Pottebaum v. Hinds

HARRIS, Justice

(dissenting).

The majority makes two leaps. For the first time we adopt the so-called firemans’ rule. And the rule is applied against a police officer in a dram shop case. I have reservations about the first leap and respectfully disagree with the second.

I. It seems to me that there is considerable force in the criticism (cited by the majority) of the rule. I have no disagreement with the obvious fact that fire fighters or police officers, in responding to a call for assistance, are no ordinary invitees. They volunteer for hazardous undertakings as a matter of career choice.

On the other hand, I think this obvious fact is already well accommodated as a part of fundamental tort law. I see no need for establishing a special rule of no liability in claims by fire fighters or police officers.
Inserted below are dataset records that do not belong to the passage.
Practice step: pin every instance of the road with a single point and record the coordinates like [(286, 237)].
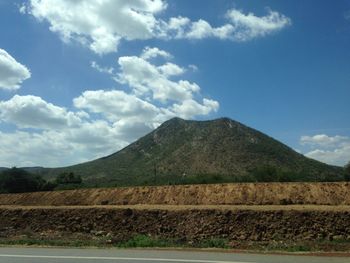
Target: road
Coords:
[(64, 255)]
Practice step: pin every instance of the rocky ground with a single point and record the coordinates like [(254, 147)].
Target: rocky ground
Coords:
[(115, 225), (212, 194), (188, 215)]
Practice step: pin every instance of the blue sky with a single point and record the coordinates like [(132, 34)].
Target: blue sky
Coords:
[(81, 79)]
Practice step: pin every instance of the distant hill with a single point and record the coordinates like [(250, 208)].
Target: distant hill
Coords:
[(179, 149)]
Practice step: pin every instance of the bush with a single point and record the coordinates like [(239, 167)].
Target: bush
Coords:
[(68, 178), (17, 180), (347, 172)]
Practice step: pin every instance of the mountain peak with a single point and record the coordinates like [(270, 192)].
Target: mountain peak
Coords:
[(221, 147)]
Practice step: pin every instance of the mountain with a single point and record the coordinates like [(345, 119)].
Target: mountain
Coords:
[(180, 150)]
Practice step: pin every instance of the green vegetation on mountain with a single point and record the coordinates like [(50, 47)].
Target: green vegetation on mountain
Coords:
[(181, 151)]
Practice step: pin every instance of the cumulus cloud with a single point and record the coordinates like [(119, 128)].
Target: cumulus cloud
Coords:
[(101, 25), (251, 26), (33, 112), (12, 73), (146, 78), (106, 70), (154, 52), (189, 108), (116, 105), (329, 149), (101, 121)]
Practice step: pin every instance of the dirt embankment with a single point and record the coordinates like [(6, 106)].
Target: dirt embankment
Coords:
[(216, 194), (186, 225)]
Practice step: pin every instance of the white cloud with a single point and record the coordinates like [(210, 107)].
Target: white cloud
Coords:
[(329, 149), (189, 108), (323, 140), (148, 53), (33, 112), (170, 69), (249, 26), (240, 26), (116, 105), (101, 25), (101, 69), (12, 73), (102, 121), (148, 79)]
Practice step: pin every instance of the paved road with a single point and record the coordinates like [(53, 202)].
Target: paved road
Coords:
[(63, 255)]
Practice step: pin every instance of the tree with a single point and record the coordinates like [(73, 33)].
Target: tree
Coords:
[(16, 180), (68, 178)]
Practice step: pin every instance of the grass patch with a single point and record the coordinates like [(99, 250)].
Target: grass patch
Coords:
[(146, 241), (214, 243), (143, 241)]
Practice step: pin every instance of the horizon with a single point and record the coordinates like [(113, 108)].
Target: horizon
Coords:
[(75, 87)]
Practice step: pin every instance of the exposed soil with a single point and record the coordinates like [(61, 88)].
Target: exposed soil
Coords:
[(193, 225), (215, 194), (247, 215)]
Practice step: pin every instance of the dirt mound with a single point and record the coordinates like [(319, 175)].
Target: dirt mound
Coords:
[(190, 225), (216, 194)]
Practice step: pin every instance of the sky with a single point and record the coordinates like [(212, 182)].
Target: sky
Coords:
[(82, 79)]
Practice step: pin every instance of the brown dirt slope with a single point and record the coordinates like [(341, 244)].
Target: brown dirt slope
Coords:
[(216, 194), (187, 225)]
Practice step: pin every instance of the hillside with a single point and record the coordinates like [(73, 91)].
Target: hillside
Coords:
[(222, 149)]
II. If a firemans’ rule is to be adopted it should not apply here. The dram shop statutes provide a statutory right of recovery. We have said that “[d]ram shop statutes impose strict liability .... ” Williams v. Klemesrud, 197 N.W.2d 614, 617, 64 A.L.R.3d 843, 846 Iowa (1972). The statute accords this right of recovery to “[ejvery ... person who shall be injured in person or property _” Iowa Code § 123.92 (1983).

I think it is inappropriate to create an exception to the statute by adopting a common law rule. I think the trial court correctly overruled the dram shop operator’s motion for judgment on the pleadings. .

I would affirm.

McCORMICK and LARSON, JJ., join this dissent.